Sözleri bir kez daha bu evrenin kuralları haline geliyordu.

 

Kızıl çatlak ortadan kaybolduktan sonra garip bir atmosfer üzerlerine çökmüştü. Xia Qingyue derinden gizlice iç çekerken kaşlarını çatmıştı.

 

Yun Che'nin en büyük desteği sahip olduğu Mesih unvanı değil Cennet Cezalandıran İblis İmparatoru, Şeytani Bebek ve Ebedi Cennet Tanrı İmparatoru'ydu.

 

Cennet Cezalandıran İblis İmparatoru'nun ayrılmasıyla birlikte Yun Che hala Şeytani Bebeğin varlığıyla taçsız kral olarak sayılmak için yeterli korunmaya sahip olacakı.

 

Bununla birlikte, kimsenin tahmin edemeyeceği bir dönüm noktası, yalnızca Cennet Cezalandıran İblis İmparatoru ayrılmasıyla değil aynı zamanda Şeytani Bebeğin de İlkel Kaos'tan sürgün edilmesine yol açmıştı.

 

Yun Che'nin en yakın müttefiki olan Ebedi Cennet Tanrı İmparatoru bile en çok nefret ettiği kişiye dönüşmüştü...

 

Yun Che soğukkanlılıkla ve üzüntüyle yanıt olarak güldü. "Jasmine adına sonsuza kadar alt alemlerde kalmak için söz verdiğimde, neden hiçbiriniz beni Şeytani Bebekle sizi aldattığıma dair suçlamalarla bana gelmediniz!?”

 

"Onun, Şeytani Bebeğin Sonsuz Musibet Çarkı'nı taşıdığı doğru ancak bahsettiğiniz Sonsuz Musibet ile sizin ve tüm İlkel Kaos'u kurtardığı da doğru! Hepiniz! Bundan başka hangi affedilemez günahı işledi?! Başka hangi geri dönüşü olmayan felaketlere neden oldu?”

 

Ejderha Hükümdarı'nın bakışları inanılmaz derecede kayıtsızdı. Yun Che uzak mesafeden bakıyordu, heybetli yüzü büyük bir hayal kırıklığı ile doluydu. "Görünüşe göre şeytani yol hakkında tecrübesizsin. Ebedi Cennet Tanrı İmparatoru'nu utandırman halihazırda affedilemez bir suç olmasına rağmen sana dünyayı kurtardığın için bir şans vereceğim.
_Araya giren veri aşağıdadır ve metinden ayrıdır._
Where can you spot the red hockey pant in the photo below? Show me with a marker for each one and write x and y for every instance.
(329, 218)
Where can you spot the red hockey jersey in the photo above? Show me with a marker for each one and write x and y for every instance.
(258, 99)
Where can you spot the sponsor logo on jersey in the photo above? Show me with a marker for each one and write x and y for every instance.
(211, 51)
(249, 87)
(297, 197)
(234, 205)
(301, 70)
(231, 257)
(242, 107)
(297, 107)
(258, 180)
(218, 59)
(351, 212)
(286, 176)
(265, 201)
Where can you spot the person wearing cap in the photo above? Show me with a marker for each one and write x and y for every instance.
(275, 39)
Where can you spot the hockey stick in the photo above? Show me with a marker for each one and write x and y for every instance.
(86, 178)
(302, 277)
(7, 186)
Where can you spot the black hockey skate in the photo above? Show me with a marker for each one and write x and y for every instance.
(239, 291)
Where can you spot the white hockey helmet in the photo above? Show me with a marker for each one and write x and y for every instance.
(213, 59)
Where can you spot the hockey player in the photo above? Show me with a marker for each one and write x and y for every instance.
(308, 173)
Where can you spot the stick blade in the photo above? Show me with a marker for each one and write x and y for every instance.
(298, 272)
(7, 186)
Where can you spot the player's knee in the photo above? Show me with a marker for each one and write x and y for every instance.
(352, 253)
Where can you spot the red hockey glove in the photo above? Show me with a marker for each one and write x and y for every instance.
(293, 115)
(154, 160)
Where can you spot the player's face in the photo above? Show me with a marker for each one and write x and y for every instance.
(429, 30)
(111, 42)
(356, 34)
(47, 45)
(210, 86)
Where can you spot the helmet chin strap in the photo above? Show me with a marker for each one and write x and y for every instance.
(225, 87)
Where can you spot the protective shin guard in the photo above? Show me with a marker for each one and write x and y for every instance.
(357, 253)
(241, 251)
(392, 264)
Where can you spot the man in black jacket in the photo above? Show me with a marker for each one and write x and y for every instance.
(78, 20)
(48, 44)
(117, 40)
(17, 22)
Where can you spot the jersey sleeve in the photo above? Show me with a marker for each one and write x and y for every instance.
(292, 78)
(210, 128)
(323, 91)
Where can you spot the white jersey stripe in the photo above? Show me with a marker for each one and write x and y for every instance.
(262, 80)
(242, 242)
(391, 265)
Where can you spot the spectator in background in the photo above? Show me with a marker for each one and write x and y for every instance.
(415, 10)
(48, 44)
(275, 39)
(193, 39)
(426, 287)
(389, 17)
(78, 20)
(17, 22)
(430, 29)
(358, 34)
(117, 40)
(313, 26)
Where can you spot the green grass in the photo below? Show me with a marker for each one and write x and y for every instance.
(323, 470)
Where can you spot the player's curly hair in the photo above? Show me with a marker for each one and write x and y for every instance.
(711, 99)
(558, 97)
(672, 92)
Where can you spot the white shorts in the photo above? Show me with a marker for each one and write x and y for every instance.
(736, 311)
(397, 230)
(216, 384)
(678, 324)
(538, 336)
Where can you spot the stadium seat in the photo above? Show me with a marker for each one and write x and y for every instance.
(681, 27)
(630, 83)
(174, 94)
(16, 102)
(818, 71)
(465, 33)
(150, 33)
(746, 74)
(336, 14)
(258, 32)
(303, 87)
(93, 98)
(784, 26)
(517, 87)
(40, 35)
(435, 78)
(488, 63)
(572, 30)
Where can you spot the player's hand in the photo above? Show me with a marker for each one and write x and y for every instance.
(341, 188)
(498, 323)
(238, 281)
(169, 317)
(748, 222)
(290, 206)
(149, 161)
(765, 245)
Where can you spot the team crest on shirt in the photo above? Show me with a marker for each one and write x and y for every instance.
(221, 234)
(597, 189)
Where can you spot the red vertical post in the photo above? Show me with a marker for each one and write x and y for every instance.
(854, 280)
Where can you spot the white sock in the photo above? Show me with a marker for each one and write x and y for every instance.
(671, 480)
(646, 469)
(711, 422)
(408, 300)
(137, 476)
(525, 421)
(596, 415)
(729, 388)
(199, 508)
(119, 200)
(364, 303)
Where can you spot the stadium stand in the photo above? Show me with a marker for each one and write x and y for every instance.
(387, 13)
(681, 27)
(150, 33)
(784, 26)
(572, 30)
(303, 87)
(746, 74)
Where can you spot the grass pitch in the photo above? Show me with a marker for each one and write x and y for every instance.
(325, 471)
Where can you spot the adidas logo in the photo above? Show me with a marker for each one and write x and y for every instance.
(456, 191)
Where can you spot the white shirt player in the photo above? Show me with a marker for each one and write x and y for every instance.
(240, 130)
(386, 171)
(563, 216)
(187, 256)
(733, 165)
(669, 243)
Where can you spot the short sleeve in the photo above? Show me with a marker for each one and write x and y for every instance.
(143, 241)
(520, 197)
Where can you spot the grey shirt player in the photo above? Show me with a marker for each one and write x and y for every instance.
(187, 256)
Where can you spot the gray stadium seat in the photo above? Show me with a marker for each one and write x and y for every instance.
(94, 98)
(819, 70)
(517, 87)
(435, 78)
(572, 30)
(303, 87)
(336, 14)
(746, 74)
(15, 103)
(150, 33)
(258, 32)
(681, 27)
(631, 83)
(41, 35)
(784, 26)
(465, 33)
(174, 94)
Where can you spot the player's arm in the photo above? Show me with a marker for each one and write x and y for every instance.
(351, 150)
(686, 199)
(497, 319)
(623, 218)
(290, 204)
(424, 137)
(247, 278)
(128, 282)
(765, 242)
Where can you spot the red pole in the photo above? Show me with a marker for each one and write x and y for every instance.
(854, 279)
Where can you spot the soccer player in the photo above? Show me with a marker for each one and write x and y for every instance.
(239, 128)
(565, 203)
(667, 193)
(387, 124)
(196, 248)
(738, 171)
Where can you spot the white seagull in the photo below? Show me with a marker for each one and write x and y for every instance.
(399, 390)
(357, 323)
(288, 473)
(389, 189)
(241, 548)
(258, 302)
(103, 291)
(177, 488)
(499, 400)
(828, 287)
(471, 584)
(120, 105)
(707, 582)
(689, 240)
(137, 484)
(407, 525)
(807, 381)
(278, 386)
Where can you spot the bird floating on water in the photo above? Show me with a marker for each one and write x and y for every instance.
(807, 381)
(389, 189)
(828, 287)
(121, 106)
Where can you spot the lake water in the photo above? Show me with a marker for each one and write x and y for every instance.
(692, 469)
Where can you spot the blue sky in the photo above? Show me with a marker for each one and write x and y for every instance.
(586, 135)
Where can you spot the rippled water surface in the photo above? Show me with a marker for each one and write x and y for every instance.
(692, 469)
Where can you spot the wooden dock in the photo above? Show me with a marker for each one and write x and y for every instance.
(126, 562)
Bu yolla buradakilerin iradesinin varlığında doğru ya da yanlış olduğunu söylemelerine izin vereceğim!"

 

"Herkes." Ejderha Hükümdarı'nın sesi ruhlarını dövmüştü. "Ebedi Cennet Tanrı İmparatoru'nun ölmesi gerektiğini ve Şeytani Bebeğin buna maruz kalmasının doğru olmadığını düşünenler lütfen Yun Che'nin yanında durun. Şeytani Bebeğin ölmesi gerektiğini ve Ebedi Cennet Tanrı İmparatoru'nun yaşamasının gerekliliğini savunanlar Ebedi Cennet Tanrı İmparatoru'nun yanında dursun. İstediğinizi seçmekte özgürsünüz."

 

[Extacy12: Ne güzel mimliyor dimi ]

 

“Hahahaha!” Ejderha Hükümdarı'nın konuşmasının devamını anlamsız bir kahkaha takip etti. "Başkalarının huzuru ve güvenliği için bir kişinin ölümü mü? Bu şimdi bir soru muydu?”

 

Güney Denizi Tanrı İmparatoru yürüdü ve acele etmeden Ejderha Hükümdarı ve Qianye Fantian'ın arasında durdu. İlk önce Yun Che'ye bir bakış attı daha sonrasında bakışları Qianye Ying'er'in üzerine düştüğü gibi gözlerini daraltmadan önce hareket etti. "Dünyayı kurtardığın ya da senin gibi daha düşük bir alem çocuğunun bizimle konuşmak için asla nitelikli olamayacağı doğru. Ancak sırf Tanrı Çocuğu olman senin her isteyeceğini yapman anlamına gelmez!"

 

"Yun Che, Tanrı Çocuğu Yun..." Güney Denizi Tanrı İmparatoru gülümsüyor gibiydi. "Şu anda 'Tanrı Çocuğu Mesih' unvanını bilen kişilerin yalnızca bizim olduğumuzu unutma. Eğer aptallığını sürdürmeye devam etmeye cüret edersen bu unvanı koruyamayacağını bilmelisin!"

 

Boşluk sessiz kaldı ve herkesin ifadesi değişmeye devam etti.

 

Qianye Fantian'ın Yun Che'ye karşı konuşmak için dışarı çıktığı an atmosfer tamamen değişmişti.

 

Qianye Fantian, Doğu İlahi Bölgesi'ndeki en güçlü Tanrı İmparatoru ve en yüksek otoriteydi.

 

Nan Wansheng en güçlü Tanrı İmparatoru olarak Güney İlahi Bölgesi'nin bir numaralı otoritesiydi.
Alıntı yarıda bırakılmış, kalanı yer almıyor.